NoRML: No-Reward Meta Learning
This addresses the challenge of real-world adaptation for agents in scenarios where rewards are unavailable, though it appears incremental as it builds directly on MAML.
The paper tackles the problem of adapting reinforcement learning agents to new environments without external reward signals by introducing No-Reward Meta Learning (NoRML), which extends MAML to use observable dynamics instead of rewards, and shows that it outperforms MAML when dynamics change between tasks.

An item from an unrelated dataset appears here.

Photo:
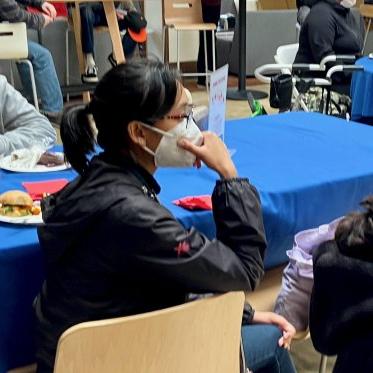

Efficiently adapting to new environments and changes in dynamics is critical for agents to successfully operate in the real world. Reinforcement learning (RL) based approaches typically rely on external reward feedback for adaptation. However, in many scenarios this reward signal might not be readily available for the target task, or the difference between the environments can be implicit and only observable from the dynamics. To this end, we introduce a method that allows for self-adaptation of learned policies: No-Reward Meta Learning (NoRML). NoRML extends Model Agnostic Meta Learning (MAML) for RL and uses observable dynamics of the environment instead of an explicit reward function in MAML's finetune step. Our method has a more expressive update step than MAML, while maintaining MAML's gradient based foundation. Additionally, in order to allow more targeted exploration, we implement an extension to MAML that effectively disconnects the meta-policy parameters from the fine-tuned policies' parameters. We first study our method on a number of synthetic control problems and then validate our method on common benchmark environments, showing that NoRML outperforms MAML when the dynamics change between tasks.